Using the Endangered Species Act and other environmental mandates as justification, environmentalists, the Montana Department of Fish, Wildlife and Parks, the Montana Department of Environmental Quality, District Court Judge Molloy and the U.S. Forest Service have essentially destroyed the lumber industry in northwest Montana as well as other places and have denied the permitting of mine development. Large areas have been designated “wilderness” and more are being considered. Public access to most of the forest has been denied using road gates and more of these gates are added each year.

These actions may be the result of genuine concerns for endangered species and the environment, but they might also be an as yet disclosed political agenda. I suspect the latter because there already exists adequate territory in the form of national parks to serve as sanctuaries for endangered species.
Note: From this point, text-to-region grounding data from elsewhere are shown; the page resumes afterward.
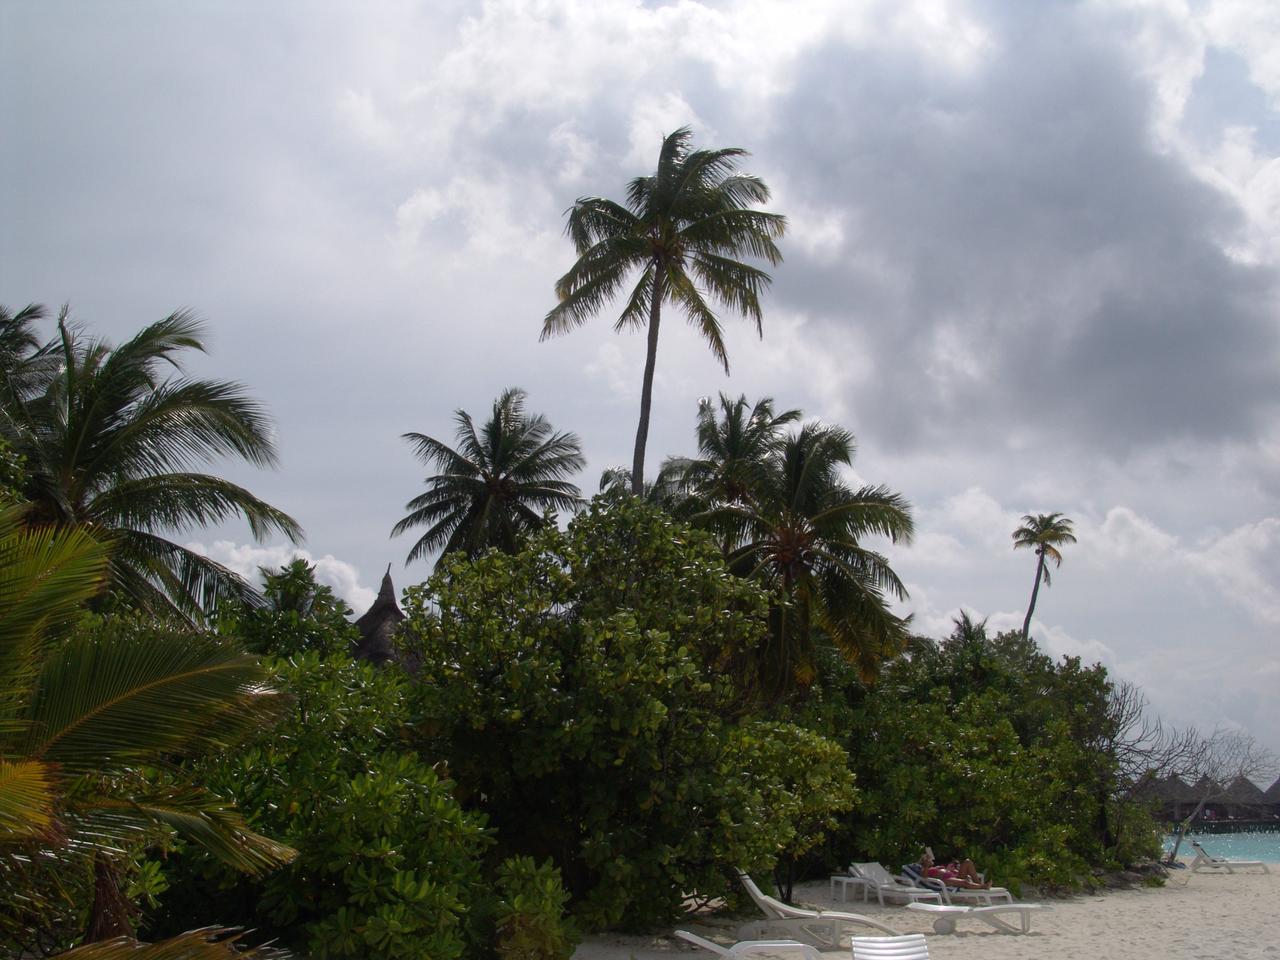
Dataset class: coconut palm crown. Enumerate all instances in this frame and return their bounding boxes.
[708,422,915,696]
[662,393,801,512]
[392,388,585,564]
[542,126,786,495]
[0,306,302,620]
[1012,511,1077,641]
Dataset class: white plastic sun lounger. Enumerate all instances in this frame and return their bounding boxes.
[1189,840,1271,874]
[675,929,822,960]
[850,863,944,906]
[736,869,901,948]
[851,934,930,959]
[906,901,1052,934]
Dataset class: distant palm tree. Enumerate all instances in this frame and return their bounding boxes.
[542,127,786,495]
[0,307,302,619]
[710,423,914,697]
[393,388,584,564]
[1012,512,1077,641]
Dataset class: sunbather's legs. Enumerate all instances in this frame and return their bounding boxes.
[949,860,990,888]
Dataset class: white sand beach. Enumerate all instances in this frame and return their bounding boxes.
[573,868,1278,960]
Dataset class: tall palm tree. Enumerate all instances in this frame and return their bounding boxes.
[541,127,786,495]
[0,307,302,619]
[1012,512,1077,641]
[393,388,584,564]
[709,423,914,697]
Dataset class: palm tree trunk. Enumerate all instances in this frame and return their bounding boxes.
[1021,550,1045,641]
[631,271,665,495]
[85,853,136,942]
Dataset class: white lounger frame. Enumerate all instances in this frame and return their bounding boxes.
[906,901,1052,934]
[736,870,900,948]
[1189,840,1271,874]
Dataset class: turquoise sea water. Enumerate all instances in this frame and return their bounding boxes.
[1166,828,1280,863]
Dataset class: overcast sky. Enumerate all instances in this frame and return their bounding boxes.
[3,0,1278,756]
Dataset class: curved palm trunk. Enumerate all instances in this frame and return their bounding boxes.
[1021,550,1046,641]
[631,271,665,495]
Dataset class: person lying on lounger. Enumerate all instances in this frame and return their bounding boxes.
[918,850,991,889]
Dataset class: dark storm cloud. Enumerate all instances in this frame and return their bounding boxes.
[760,4,1280,457]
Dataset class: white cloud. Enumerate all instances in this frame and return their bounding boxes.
[1187,517,1280,624]
[188,540,377,614]
[335,88,400,152]
[625,94,709,168]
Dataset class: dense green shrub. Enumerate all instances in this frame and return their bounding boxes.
[152,654,489,960]
[493,857,579,960]
[221,557,360,658]
[400,497,856,930]
[787,621,1146,890]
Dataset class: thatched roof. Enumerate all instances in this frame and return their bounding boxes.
[353,565,406,665]
[1264,777,1280,803]
[1151,775,1198,803]
[1189,775,1220,798]
[1223,775,1267,804]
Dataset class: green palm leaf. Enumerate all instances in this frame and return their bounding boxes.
[0,758,58,842]
[706,420,914,696]
[23,627,280,773]
[85,786,294,875]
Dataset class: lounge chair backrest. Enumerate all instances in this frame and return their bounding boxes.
[676,930,823,960]
[851,934,930,959]
[852,862,895,886]
[675,931,733,957]
[737,871,786,918]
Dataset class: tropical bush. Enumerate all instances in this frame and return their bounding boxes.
[152,654,489,960]
[222,557,360,658]
[400,497,856,929]
[493,857,579,960]
[790,618,1148,890]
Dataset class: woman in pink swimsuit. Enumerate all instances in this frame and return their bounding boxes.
[920,850,991,889]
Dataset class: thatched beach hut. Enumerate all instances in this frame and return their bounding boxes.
[1221,775,1267,819]
[1151,775,1199,821]
[1263,777,1280,820]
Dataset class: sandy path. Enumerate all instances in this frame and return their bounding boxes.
[574,868,1278,959]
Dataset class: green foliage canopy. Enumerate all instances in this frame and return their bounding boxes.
[400,497,854,930]
[154,653,489,960]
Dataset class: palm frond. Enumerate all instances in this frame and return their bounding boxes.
[0,758,58,841]
[24,626,281,773]
[109,531,267,619]
[49,926,290,959]
[86,786,295,876]
[0,504,110,726]
[665,271,728,371]
[89,474,301,542]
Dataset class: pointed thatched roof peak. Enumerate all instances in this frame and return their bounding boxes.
[1152,775,1197,803]
[353,565,406,665]
[1223,774,1266,803]
[1264,777,1280,802]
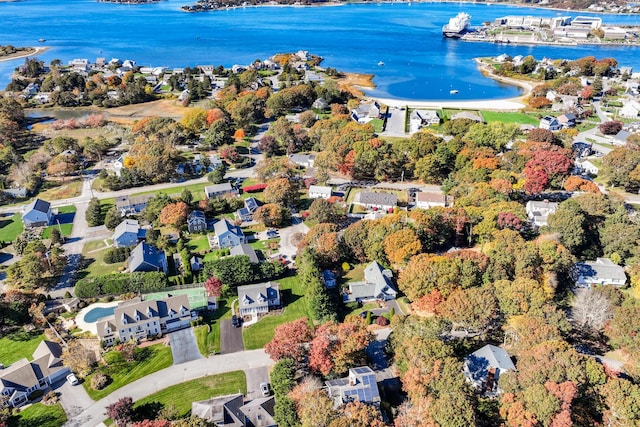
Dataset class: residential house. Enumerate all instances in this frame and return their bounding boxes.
[353,191,397,211]
[409,110,441,133]
[0,341,70,408]
[603,26,627,39]
[313,97,329,110]
[96,295,194,345]
[326,366,381,408]
[192,393,276,427]
[572,258,627,288]
[214,219,245,249]
[2,187,27,199]
[350,101,381,124]
[308,185,333,199]
[235,197,262,222]
[557,112,577,128]
[204,182,238,200]
[190,256,204,272]
[229,243,259,264]
[620,100,640,119]
[463,344,516,395]
[539,116,561,131]
[128,242,168,274]
[322,270,337,288]
[415,192,453,209]
[208,154,223,171]
[612,130,633,146]
[525,200,558,227]
[187,210,207,233]
[112,219,145,248]
[289,153,316,168]
[576,160,599,175]
[22,199,52,228]
[237,282,281,316]
[114,194,154,216]
[344,261,397,303]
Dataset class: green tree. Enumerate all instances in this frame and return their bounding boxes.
[274,395,301,427]
[104,206,123,230]
[270,358,297,397]
[207,165,226,184]
[50,227,63,246]
[86,197,103,227]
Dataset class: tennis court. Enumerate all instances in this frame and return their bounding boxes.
[143,287,208,309]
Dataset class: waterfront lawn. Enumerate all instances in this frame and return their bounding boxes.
[194,299,231,356]
[242,275,310,350]
[480,111,539,125]
[8,402,67,427]
[132,371,247,420]
[0,331,44,365]
[84,344,173,400]
[369,118,384,133]
[80,240,122,278]
[0,212,24,242]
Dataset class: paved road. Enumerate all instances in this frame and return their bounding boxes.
[220,319,244,354]
[168,328,202,365]
[64,349,274,427]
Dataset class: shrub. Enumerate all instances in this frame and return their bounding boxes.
[376,315,389,326]
[242,183,268,193]
[91,372,110,390]
[42,390,59,405]
[104,247,130,264]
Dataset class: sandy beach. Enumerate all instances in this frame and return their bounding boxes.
[0,46,49,63]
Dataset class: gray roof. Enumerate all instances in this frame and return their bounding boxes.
[114,194,153,210]
[239,396,277,427]
[0,340,67,393]
[128,242,165,272]
[452,111,483,122]
[467,345,515,373]
[326,366,380,407]
[192,393,244,425]
[230,243,259,264]
[574,258,627,284]
[205,182,233,195]
[113,219,139,239]
[188,210,206,221]
[238,282,280,310]
[347,261,397,301]
[214,219,244,238]
[354,191,398,208]
[614,130,632,142]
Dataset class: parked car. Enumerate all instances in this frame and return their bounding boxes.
[232,315,241,328]
[66,373,79,386]
[260,382,270,397]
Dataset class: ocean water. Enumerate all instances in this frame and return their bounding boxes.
[1,0,640,100]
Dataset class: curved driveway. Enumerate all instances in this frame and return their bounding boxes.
[64,349,274,427]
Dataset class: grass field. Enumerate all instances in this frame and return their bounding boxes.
[84,344,173,400]
[0,212,24,242]
[243,275,310,350]
[0,331,44,365]
[194,299,231,356]
[132,371,247,420]
[131,182,209,202]
[187,234,211,253]
[38,179,83,201]
[480,111,539,125]
[8,402,67,427]
[143,287,208,310]
[41,223,73,238]
[80,240,122,278]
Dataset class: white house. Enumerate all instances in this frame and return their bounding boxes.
[572,258,627,288]
[96,295,194,345]
[619,101,640,119]
[415,192,453,209]
[289,153,315,168]
[464,345,516,395]
[204,183,238,199]
[409,110,440,133]
[525,200,558,227]
[213,219,245,249]
[237,282,281,316]
[344,261,397,303]
[22,199,52,228]
[539,116,561,131]
[575,160,599,175]
[308,185,333,199]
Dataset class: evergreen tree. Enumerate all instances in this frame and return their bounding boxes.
[104,206,123,231]
[50,227,62,246]
[85,197,103,227]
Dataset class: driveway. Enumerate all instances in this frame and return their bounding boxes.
[168,328,202,365]
[220,319,244,354]
[278,219,309,259]
[244,366,270,400]
[56,377,94,422]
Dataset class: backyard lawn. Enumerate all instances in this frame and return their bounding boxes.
[8,402,67,427]
[480,111,539,125]
[0,331,44,365]
[194,299,231,356]
[84,344,173,400]
[131,182,209,202]
[80,240,122,278]
[41,223,73,238]
[131,371,247,420]
[41,204,77,238]
[187,233,211,253]
[242,275,310,350]
[0,212,24,242]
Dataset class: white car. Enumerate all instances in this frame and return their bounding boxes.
[260,382,270,397]
[66,373,79,386]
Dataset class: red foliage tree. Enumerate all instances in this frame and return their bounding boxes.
[412,289,444,315]
[105,396,134,427]
[598,120,623,135]
[242,183,268,193]
[131,421,171,427]
[523,167,550,194]
[205,276,223,297]
[497,211,523,231]
[264,318,313,363]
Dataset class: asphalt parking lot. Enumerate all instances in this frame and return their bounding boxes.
[220,319,244,354]
[168,328,202,365]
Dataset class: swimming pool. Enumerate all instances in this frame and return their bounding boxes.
[83,306,116,323]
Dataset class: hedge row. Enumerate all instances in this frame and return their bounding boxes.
[74,272,168,298]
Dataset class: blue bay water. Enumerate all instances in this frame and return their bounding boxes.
[1,0,640,100]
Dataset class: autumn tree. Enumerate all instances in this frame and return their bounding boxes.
[309,318,372,377]
[572,288,612,334]
[63,340,97,377]
[264,318,313,364]
[264,177,300,207]
[105,396,135,427]
[383,228,422,266]
[159,201,189,227]
[253,203,291,228]
[329,401,386,427]
[598,120,623,135]
[307,198,340,224]
[439,286,497,334]
[204,276,223,297]
[604,305,640,352]
[180,108,207,133]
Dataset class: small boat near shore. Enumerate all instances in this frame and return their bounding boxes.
[450,89,459,94]
[378,61,384,66]
[37,38,46,43]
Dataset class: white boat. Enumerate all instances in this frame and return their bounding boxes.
[37,38,46,43]
[442,13,472,38]
[378,61,385,66]
[450,89,459,94]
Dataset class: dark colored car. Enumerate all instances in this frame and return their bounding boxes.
[232,315,241,328]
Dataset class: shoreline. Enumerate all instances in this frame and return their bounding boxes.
[0,47,50,63]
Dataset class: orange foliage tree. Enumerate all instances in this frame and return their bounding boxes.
[159,202,189,227]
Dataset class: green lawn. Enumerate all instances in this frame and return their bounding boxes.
[187,233,211,253]
[194,299,232,356]
[480,111,539,125]
[8,403,67,427]
[131,182,209,202]
[41,223,73,238]
[132,371,247,420]
[56,205,77,214]
[84,344,173,400]
[0,212,24,242]
[370,118,384,133]
[0,331,44,365]
[80,240,122,278]
[243,275,310,350]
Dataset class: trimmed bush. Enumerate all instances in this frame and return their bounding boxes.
[104,247,130,264]
[74,272,168,298]
[242,183,268,193]
[91,372,110,390]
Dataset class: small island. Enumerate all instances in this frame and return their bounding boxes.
[0,45,39,61]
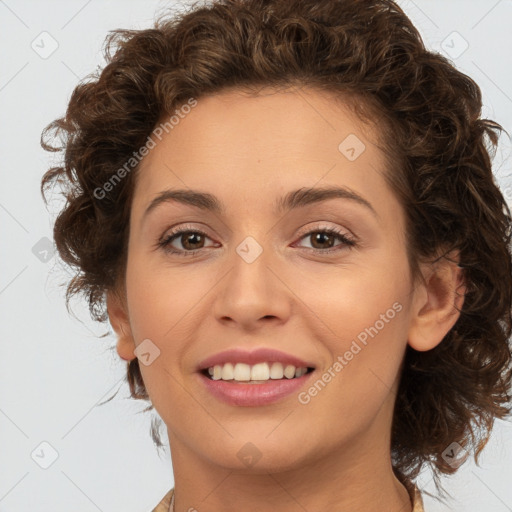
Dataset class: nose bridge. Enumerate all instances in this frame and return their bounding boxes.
[213,233,290,328]
[235,235,266,266]
[228,234,273,303]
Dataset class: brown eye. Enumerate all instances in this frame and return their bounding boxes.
[309,231,337,250]
[158,228,215,256]
[179,232,206,250]
[296,228,356,253]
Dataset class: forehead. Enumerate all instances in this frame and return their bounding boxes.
[133,86,387,200]
[128,86,407,254]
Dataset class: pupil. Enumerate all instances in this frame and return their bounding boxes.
[184,233,203,249]
[313,232,332,249]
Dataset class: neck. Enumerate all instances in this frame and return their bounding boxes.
[167,415,413,512]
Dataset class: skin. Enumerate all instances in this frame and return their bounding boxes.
[107,85,465,512]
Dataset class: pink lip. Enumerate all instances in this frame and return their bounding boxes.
[196,348,315,371]
[196,348,316,407]
[198,370,315,406]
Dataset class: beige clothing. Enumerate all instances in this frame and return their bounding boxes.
[151,485,425,511]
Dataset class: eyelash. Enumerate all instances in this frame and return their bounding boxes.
[157,224,357,257]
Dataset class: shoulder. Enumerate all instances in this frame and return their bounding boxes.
[151,488,174,512]
[150,486,424,511]
[412,484,425,512]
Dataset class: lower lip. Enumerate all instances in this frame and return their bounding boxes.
[198,371,315,406]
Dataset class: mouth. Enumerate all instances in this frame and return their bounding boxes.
[199,362,315,383]
[196,348,317,406]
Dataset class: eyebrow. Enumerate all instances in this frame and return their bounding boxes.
[142,185,378,222]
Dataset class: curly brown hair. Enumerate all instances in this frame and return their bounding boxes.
[40,0,512,499]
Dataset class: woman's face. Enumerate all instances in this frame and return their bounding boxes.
[113,86,425,472]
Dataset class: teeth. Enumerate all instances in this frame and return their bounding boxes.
[233,363,251,381]
[251,362,269,380]
[269,362,284,379]
[221,362,234,380]
[283,364,296,379]
[295,367,307,377]
[213,365,222,380]
[208,362,310,382]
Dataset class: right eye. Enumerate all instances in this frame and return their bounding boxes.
[158,227,217,256]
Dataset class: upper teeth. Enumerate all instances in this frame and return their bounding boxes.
[207,362,308,381]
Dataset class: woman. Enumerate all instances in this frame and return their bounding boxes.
[40,0,512,511]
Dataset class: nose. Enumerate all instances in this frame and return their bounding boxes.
[213,241,292,331]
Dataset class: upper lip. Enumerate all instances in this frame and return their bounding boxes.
[197,348,316,371]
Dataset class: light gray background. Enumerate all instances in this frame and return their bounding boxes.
[1,1,511,511]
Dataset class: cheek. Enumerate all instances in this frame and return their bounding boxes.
[123,259,201,415]
[123,254,221,405]
[125,251,210,345]
[294,252,411,402]
[294,290,409,448]
[295,252,411,347]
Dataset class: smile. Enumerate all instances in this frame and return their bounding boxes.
[196,348,317,406]
[204,362,313,382]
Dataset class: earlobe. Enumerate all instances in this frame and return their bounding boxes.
[408,251,466,352]
[106,289,137,362]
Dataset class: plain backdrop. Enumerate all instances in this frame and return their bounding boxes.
[1,1,511,511]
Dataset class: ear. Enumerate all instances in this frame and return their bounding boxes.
[408,250,466,352]
[106,289,137,361]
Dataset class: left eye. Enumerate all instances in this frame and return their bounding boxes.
[295,228,356,252]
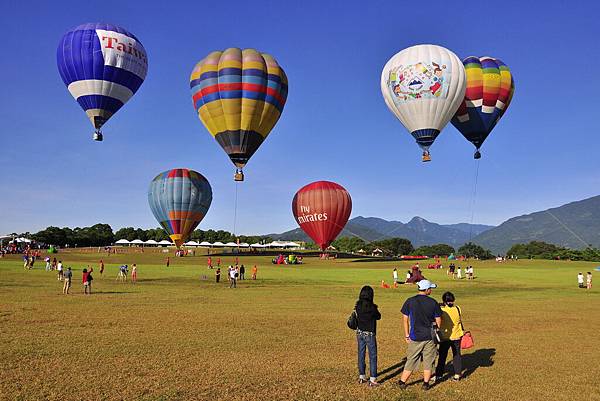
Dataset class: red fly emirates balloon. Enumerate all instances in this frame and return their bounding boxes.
[292,181,352,250]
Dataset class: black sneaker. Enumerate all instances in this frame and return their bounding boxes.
[398,380,407,389]
[422,382,431,391]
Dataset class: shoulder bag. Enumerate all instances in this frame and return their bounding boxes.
[347,308,358,330]
[457,306,474,349]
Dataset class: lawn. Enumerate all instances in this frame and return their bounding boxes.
[1,251,599,401]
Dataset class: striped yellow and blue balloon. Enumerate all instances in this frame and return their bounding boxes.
[148,169,212,248]
[57,23,148,138]
[190,48,288,170]
[451,56,514,158]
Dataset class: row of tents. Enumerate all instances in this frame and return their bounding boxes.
[114,239,303,249]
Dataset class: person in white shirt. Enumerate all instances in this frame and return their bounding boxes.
[586,272,592,289]
[578,272,585,288]
[393,268,398,284]
[57,261,64,281]
[456,266,462,279]
[229,266,237,288]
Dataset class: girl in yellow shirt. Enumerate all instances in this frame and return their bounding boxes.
[435,292,464,381]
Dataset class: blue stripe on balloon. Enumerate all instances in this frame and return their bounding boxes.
[76,95,124,113]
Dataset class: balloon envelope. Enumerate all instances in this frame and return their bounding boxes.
[190,48,288,169]
[381,44,466,158]
[57,23,148,135]
[148,169,212,248]
[451,56,514,156]
[292,181,352,251]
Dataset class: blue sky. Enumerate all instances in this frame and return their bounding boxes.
[2,0,600,235]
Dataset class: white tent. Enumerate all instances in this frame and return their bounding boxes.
[284,242,301,248]
[212,241,225,247]
[224,242,238,247]
[144,239,158,246]
[239,242,250,248]
[12,237,32,243]
[158,240,172,246]
[115,239,130,245]
[184,240,200,246]
[131,239,144,245]
[250,243,265,248]
[199,241,212,247]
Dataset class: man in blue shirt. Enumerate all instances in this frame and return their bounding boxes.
[398,280,442,391]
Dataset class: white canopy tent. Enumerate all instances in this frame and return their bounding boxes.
[224,242,238,247]
[158,240,172,246]
[144,239,159,246]
[239,242,250,248]
[115,239,130,245]
[184,240,200,247]
[199,241,212,247]
[11,237,32,244]
[130,239,144,245]
[212,241,225,247]
[250,243,265,248]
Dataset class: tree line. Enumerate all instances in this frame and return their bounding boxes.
[507,241,600,261]
[29,224,272,248]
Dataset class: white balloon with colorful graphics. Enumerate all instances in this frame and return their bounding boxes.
[381,44,466,162]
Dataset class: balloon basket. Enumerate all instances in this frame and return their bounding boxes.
[93,131,103,141]
[234,170,244,182]
[422,153,431,162]
[474,150,481,159]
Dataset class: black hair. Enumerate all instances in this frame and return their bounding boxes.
[82,268,87,273]
[442,291,455,304]
[356,285,376,312]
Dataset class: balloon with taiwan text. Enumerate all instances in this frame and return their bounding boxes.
[292,181,352,251]
[451,56,515,159]
[189,48,288,181]
[381,44,466,162]
[57,23,148,141]
[148,169,212,248]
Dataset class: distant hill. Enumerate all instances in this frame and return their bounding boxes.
[472,195,600,254]
[270,216,494,248]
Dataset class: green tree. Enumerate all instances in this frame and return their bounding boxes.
[413,244,455,256]
[458,242,494,260]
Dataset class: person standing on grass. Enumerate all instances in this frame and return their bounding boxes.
[215,267,221,283]
[99,259,104,276]
[45,257,51,271]
[57,261,64,281]
[166,257,170,268]
[435,292,464,382]
[398,280,442,391]
[578,272,584,288]
[251,265,257,280]
[586,272,592,289]
[354,285,381,387]
[393,268,398,284]
[239,264,245,280]
[131,264,137,284]
[82,268,90,294]
[229,265,237,288]
[63,267,72,295]
[456,266,462,279]
[207,256,212,269]
[217,257,221,267]
[52,257,57,271]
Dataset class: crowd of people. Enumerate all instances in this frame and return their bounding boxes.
[351,280,468,390]
[447,263,475,280]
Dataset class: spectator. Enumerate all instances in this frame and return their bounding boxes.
[251,265,258,280]
[353,286,381,387]
[63,267,72,295]
[435,292,464,381]
[398,280,442,391]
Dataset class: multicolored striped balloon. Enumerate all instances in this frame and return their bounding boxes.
[148,169,212,248]
[57,23,148,141]
[190,48,288,176]
[451,56,514,158]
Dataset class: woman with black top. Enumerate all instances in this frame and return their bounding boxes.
[354,285,381,386]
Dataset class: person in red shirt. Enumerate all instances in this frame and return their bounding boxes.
[82,267,94,295]
[207,256,212,269]
[217,257,221,267]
Either way, I believe a grave injustice is being committed against the people who have lost their means of livelihood as a result of the locked up resources. The employees in the state and federal agencies involved suffer no ill effects. Their lives go on as before, but for those in the industries affected it’s a different story. Many (some of whose families have been in Montana for five generations) have been forced to leave in order to find work elsewhere. Some were forced to close once-prosperous business ventures and auction off the pieces.

Perhaps an egregious betrayal would be a better term than mere injustice to describe what is being committed here. Would anyone have come here and tried to build a home for their families, knowing that resource development would be disallowed at some point? I think not. I certainly would not have invested 55 years in the Kootenai Valley had I known the welfare of the grizzly bear would eventually take precedence over the people living here.